Re: Can this do better
You are All great resources for assistance, let me tell you how my boat runs on a typical 1 to 2 ft chop. the finger lakes are almost never flat water and the chop is something I have to deal with all the time. On lake Ontario, it's an inland sea, which sometimes translates into white caps of 4 to 6 feet or long swells of 4 or 5 feet depending on the wind. Either way, I stay at the dock and drink and eventually fall down. It's safer and people will at least find my body.
On a 1 foot chop I can get the boat on plane and run it at 1/4 trim. As I move to 1/2 trim I will start to "porpoise". If I'm alone, I'll deal with a bit of bounce, cause that's what guys do. until one of the tackle boxes pops open. If I have someone in the boat with me I can move then into the bow and stop the porpoising. Here I'm getting about 24-26 mph at about 3500 RPM's.
With my hull in a two foot chop, If I go much beyond 3100 rpm's trimmed so I'm on plane the trim meter is somewhere between 0 and 1/4 and I get about 17 or 18 mph as measured by GPS. Faster, than that gets 2500 pounds of boat an people airborne. Pretty to watch, painful to experience.

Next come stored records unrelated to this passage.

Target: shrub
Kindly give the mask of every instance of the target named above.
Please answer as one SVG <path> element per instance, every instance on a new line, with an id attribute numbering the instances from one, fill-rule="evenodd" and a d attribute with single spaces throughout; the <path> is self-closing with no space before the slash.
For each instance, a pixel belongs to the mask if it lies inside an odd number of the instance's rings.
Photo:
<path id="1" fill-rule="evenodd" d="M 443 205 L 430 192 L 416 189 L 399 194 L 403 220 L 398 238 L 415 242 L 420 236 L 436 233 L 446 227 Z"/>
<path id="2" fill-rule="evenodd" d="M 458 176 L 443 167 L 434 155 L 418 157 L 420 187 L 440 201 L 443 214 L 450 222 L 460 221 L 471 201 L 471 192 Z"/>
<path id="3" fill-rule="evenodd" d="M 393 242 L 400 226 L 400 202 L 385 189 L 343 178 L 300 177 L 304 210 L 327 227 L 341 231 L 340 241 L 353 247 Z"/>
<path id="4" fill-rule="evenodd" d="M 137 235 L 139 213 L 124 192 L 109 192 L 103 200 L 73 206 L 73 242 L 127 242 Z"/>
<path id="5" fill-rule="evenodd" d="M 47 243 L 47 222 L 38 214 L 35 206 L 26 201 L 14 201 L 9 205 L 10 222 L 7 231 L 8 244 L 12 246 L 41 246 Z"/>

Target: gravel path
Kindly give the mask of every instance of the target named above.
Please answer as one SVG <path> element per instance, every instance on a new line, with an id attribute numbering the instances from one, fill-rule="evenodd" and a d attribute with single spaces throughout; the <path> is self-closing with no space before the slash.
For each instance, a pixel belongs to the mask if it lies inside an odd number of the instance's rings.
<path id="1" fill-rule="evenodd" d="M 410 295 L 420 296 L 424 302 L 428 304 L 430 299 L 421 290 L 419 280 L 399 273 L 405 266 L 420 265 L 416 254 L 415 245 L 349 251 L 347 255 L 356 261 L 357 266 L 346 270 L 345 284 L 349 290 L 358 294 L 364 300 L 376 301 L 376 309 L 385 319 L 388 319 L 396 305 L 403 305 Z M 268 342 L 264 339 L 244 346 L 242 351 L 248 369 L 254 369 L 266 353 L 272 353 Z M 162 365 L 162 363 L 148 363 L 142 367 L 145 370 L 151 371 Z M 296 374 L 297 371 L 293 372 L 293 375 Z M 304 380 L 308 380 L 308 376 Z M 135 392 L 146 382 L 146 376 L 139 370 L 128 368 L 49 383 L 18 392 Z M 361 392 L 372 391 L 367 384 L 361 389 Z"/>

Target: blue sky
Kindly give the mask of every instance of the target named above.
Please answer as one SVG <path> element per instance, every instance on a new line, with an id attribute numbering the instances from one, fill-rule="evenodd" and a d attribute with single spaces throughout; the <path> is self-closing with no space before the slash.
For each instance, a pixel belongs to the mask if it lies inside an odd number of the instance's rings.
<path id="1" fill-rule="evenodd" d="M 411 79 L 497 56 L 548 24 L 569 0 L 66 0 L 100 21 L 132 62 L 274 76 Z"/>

When I said stern heavy (stern is the back right) I meant that the boat sits in the water real low at the dock, the bilge out flow port is about 2" above the water line. I swear that some days on rough water where I've got the boat trimmed so the bow is riding high so as not to get waves over the bow, that water is coming in through the bilge hose, seems that on those days I dump about 2 or 3 gallons of water out of the boat when I take out the but plug.
I trailer the boat everywhere. Looks like in another month when the ice melts, I'll give some of these suggestions a try. I like that check the marks on the hub and prop for slipping. The engine always seems to run so smooth, never rough, though It does cavitate quite a bit between 500 and 2000 rpms no matter how I trim it.